After school, he went straight to the Faculty of Medicine where he is already in year 4.
If in high school he still considered studying Engineering, he says that his doubts dissipated when he paid attention to "the wizard." Not the conventional wizard, as he does not read palms, nor the stars, but the technical behaviour of the students who seek him.
The psycho-technical tests he undertook dictated the right course to take and he tells this story, like so many others, in a mix of grace and reservation that we always try to decode. After a full day of testing and interviewing, he was profiled. His first choice was medicine, which he took. Today he is sure that he made the right choice. Although laughing and saying that maybe it's not the most magical answer, that one chooses a degree without inspiration.
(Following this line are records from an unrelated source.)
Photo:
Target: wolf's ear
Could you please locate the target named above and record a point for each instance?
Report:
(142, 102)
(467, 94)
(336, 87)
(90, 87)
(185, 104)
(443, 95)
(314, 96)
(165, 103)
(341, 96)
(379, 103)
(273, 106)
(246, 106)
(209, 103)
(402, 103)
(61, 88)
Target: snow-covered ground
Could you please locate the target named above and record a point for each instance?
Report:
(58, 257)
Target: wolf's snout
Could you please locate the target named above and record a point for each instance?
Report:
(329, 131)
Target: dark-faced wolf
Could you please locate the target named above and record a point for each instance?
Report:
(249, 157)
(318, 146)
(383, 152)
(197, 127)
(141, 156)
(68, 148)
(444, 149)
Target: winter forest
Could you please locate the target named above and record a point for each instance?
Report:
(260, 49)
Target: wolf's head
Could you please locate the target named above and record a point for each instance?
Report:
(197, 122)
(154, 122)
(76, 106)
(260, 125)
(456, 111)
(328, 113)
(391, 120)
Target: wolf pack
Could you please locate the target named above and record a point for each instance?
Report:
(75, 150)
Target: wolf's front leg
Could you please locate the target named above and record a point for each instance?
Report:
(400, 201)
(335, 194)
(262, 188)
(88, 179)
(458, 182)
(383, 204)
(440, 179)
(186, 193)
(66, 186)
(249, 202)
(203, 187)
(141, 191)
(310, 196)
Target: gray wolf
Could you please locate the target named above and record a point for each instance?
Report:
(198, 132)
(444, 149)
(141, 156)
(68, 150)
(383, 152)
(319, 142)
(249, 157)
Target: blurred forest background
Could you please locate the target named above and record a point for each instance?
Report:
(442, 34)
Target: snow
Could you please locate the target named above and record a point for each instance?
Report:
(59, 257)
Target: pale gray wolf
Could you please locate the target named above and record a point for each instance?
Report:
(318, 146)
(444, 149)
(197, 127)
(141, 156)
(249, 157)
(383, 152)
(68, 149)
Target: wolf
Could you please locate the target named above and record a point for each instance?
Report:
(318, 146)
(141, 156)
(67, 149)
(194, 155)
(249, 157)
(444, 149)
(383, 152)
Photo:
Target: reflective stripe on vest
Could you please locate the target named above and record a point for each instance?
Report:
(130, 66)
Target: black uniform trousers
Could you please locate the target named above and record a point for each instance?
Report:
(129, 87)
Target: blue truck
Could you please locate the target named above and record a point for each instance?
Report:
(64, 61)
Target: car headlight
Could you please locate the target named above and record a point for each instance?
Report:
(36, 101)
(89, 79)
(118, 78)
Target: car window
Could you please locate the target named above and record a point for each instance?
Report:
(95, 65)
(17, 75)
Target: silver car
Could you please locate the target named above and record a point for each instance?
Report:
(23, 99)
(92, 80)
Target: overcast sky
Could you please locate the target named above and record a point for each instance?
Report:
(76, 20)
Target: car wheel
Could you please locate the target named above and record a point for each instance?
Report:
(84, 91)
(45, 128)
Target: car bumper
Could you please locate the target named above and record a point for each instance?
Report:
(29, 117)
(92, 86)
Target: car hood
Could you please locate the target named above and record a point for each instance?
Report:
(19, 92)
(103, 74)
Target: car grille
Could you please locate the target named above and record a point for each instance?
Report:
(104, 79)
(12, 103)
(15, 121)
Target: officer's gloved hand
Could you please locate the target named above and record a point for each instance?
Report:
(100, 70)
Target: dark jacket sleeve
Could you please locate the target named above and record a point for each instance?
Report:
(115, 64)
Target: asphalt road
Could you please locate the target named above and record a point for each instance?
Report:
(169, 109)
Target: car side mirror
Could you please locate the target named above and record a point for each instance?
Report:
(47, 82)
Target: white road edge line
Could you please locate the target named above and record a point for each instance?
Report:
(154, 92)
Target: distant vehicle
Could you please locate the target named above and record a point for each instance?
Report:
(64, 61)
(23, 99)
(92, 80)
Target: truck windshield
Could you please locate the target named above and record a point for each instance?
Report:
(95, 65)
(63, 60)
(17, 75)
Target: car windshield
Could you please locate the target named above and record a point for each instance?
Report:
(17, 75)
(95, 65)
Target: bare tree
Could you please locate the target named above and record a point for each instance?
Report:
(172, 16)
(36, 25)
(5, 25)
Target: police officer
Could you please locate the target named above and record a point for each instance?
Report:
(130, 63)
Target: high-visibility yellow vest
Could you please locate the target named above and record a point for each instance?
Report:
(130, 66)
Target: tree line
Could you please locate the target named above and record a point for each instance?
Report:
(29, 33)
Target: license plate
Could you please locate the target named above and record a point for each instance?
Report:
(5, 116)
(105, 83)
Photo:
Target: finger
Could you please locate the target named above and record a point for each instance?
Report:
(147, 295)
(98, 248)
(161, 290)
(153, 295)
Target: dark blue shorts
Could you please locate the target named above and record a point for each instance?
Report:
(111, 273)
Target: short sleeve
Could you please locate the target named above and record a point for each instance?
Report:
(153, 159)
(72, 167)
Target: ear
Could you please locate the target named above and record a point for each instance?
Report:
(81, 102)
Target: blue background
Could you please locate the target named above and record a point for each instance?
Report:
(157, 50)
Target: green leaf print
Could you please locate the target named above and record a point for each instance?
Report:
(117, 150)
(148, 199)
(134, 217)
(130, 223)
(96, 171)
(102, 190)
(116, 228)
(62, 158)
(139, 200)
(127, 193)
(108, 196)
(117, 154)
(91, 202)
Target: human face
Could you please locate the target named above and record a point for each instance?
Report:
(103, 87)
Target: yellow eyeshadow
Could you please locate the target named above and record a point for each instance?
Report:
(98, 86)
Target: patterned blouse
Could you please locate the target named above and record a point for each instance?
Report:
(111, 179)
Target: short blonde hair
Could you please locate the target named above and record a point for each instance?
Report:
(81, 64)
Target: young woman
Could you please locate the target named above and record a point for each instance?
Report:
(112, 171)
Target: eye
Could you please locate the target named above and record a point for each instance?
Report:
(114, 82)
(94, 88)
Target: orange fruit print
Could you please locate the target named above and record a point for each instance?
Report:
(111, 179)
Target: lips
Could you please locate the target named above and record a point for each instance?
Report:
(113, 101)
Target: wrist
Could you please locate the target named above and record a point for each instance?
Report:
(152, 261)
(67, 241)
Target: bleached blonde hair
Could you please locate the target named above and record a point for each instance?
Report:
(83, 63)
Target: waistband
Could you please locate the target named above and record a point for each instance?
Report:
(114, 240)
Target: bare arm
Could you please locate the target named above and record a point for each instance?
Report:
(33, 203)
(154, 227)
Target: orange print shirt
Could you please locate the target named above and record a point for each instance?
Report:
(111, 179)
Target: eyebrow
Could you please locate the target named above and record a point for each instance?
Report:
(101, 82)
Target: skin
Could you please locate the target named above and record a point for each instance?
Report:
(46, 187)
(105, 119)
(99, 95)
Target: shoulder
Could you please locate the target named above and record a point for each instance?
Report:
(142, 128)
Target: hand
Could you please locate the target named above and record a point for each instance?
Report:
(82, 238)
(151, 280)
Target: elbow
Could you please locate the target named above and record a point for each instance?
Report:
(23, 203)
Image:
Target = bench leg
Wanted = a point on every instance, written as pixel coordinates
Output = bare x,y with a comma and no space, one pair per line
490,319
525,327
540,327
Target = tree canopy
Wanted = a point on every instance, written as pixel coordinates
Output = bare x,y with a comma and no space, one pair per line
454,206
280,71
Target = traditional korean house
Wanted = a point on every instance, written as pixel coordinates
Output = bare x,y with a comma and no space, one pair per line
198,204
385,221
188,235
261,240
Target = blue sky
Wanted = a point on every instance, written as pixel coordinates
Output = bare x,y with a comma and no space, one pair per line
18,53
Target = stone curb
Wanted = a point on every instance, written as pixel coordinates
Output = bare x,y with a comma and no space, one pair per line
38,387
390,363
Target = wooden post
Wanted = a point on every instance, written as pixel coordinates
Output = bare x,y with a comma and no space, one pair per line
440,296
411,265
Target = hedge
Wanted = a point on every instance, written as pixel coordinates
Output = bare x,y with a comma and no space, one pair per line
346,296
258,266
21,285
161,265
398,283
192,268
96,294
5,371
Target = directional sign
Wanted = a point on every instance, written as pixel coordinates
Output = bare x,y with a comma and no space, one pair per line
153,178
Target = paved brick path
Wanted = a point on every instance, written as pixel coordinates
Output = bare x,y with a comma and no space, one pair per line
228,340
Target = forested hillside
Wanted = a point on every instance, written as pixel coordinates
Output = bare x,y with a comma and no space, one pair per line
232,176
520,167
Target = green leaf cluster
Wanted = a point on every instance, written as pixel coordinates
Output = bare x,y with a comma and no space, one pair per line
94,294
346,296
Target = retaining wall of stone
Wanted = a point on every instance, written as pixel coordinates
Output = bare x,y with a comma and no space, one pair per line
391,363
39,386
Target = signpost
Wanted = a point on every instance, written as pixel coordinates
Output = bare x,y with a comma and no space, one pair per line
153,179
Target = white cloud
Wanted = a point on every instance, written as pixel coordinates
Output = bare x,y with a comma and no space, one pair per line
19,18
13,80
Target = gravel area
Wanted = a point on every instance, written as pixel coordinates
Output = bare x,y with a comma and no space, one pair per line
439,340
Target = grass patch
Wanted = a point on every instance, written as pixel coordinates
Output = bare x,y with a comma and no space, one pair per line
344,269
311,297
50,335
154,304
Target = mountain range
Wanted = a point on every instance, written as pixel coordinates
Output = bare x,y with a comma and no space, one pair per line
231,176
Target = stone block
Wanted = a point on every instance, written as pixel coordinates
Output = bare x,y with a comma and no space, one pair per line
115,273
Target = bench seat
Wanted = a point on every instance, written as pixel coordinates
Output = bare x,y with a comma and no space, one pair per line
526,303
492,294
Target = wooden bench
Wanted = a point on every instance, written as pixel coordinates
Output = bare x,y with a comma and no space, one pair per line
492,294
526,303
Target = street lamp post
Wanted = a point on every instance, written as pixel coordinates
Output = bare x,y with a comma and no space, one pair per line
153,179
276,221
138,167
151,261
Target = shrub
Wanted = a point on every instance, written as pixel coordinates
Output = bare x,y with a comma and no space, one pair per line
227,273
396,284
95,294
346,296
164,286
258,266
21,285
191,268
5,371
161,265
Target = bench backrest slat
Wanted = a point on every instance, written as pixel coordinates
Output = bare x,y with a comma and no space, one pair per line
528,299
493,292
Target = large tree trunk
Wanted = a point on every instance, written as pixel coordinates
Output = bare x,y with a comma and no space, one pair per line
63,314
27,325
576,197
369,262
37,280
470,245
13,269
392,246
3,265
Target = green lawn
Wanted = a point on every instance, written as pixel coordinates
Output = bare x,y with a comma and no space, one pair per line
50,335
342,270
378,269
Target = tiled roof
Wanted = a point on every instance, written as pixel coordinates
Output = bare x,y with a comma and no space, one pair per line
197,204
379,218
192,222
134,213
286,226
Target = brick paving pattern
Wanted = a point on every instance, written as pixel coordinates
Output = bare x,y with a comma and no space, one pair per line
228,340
He does not like it when people say that he plays the violin well. But the truth is that since the age of 5 and until entering the faculty, he has always had classes. He stresses that he played for leisure and not professionally. And although he joined the Lisbon Medical Orchestra, he left because it meant impairing fencing training.
Fencing is his second major focus, and surely the first when he does not have to study so much for medical school.
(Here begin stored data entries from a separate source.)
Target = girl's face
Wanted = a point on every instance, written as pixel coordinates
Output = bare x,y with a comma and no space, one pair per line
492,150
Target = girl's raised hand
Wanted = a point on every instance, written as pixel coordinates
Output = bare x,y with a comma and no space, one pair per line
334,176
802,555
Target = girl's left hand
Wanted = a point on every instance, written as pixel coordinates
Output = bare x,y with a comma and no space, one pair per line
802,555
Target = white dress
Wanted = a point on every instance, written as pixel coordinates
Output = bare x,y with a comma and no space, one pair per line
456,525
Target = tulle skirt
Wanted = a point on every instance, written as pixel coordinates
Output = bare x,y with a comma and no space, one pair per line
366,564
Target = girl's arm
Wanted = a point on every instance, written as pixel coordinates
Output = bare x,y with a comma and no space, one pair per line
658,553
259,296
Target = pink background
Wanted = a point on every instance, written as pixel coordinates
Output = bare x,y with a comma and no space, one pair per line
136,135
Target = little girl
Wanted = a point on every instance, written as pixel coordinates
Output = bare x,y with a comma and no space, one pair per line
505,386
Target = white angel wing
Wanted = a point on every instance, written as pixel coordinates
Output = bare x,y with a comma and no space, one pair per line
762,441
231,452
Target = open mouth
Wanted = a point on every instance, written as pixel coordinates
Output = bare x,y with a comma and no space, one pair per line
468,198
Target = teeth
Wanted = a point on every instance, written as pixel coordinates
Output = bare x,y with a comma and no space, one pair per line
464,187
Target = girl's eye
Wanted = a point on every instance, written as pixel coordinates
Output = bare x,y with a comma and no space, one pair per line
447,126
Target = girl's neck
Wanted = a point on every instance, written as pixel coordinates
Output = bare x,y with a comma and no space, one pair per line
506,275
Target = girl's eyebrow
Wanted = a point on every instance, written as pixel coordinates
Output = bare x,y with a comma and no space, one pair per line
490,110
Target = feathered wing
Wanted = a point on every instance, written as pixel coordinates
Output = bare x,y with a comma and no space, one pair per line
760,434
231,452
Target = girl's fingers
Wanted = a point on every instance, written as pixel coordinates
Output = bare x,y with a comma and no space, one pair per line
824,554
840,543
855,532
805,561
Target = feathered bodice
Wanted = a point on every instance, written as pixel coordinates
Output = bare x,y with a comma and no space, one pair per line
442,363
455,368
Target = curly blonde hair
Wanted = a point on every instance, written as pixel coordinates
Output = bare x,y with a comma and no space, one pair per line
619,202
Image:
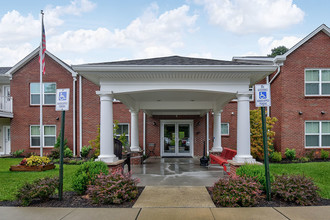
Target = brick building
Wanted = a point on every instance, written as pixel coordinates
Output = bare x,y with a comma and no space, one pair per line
165,117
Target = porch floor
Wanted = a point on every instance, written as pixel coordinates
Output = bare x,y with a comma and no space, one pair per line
176,172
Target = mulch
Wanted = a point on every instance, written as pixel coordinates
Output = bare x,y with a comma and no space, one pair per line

He started fencing due to the influence of his father, who was a practitioner of the sport, precisely because he studied at the Army Pupils, a military school with a great sporting tradition. Zé started at the age of 7 and liked fencing immediately. As soon as he started the first year, he participated in competitions and says he "even had some potential." He is currently a national fencing champion and has been in the senior category for 2 years (category depending on age). He has 5 more junior championships, and another 3 years in the cadet category. Internationally, he did not go unnoticed either. As a cadet he came in 5th in Europe and as a junior in 16th. He has a high performance contract and in order to keep it he knows he always has to be ranked in the first half of the European or world championship. As this is a year of qualification for the next Olympic Games, he expects to keep the contract, since "he will do everything for fencing", which does not mean that he will be selected, he warns me, in case someone thinks that he is too effective.
He knows he is competitive, stating it between his teeth, as if the Portuguese language would betray his intentions, as if competition was something that betrays character; he knows that the competition is within him, so that he always surpasses himself above the level where he already was.
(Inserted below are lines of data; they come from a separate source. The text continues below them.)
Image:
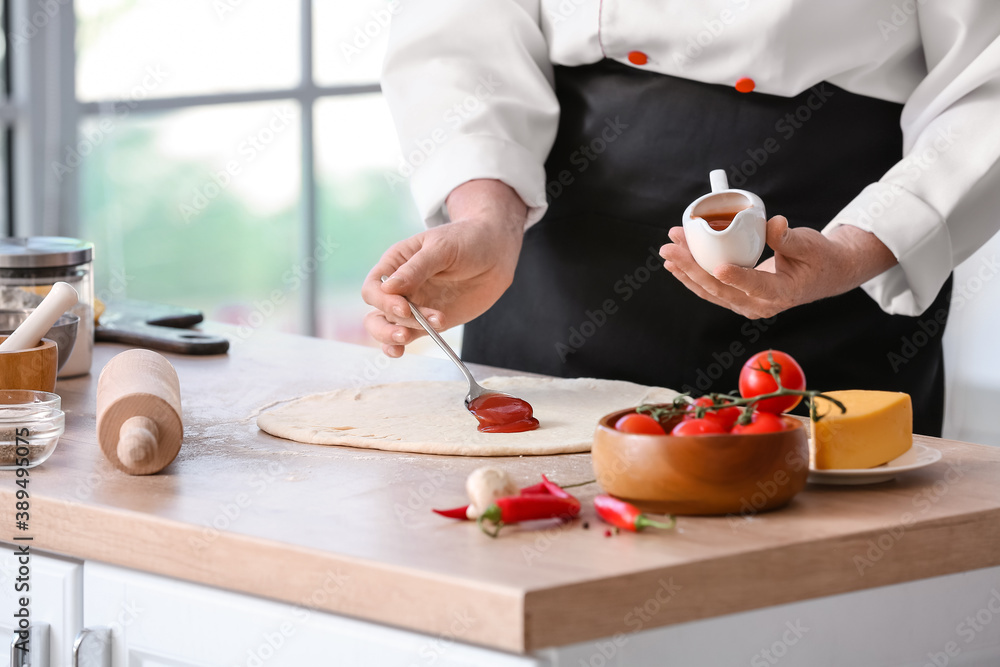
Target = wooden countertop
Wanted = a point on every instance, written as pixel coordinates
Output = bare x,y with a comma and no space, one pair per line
350,531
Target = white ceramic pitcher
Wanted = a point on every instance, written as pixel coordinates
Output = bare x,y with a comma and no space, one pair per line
717,237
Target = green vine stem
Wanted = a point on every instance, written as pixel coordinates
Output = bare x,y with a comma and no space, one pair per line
680,405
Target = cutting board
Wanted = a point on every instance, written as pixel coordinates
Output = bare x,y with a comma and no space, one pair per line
157,327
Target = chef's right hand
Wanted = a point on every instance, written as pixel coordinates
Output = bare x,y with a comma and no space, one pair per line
453,272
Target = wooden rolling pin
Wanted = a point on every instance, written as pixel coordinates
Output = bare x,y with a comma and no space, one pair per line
139,422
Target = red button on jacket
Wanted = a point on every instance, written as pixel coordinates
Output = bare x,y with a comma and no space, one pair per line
638,58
Tell me about fencing because I realize you keep training a lot.
José Charréu: Considering the level I am in now (still at international level), I should train a lot more, but I can only do it once a day.
I thought you were going to say that you only trained once a week...
José Charréu: And I don't train on weekends either! But then, if I don't have a medical congress, or a sports competition, I try to go to a gym.

What is a daily fencing workout like?
José Charréu: It's from 19h to 21h. Every day. I only stopped a little with this schedule in year 3 of the degree, when I had a lecturer (Rute Baptista) that I liked so much that I didn't want to miss a single class of hers. After the cadet category, I became junior and then dropped some quality, because I also started doing less competitions abroad. The Federation began to have less money. And if at the age of 13/14 my parents really invested a lot to enable me to stand out abroad, then they had to slow down because it was also necessary to pay for my brother's competitions.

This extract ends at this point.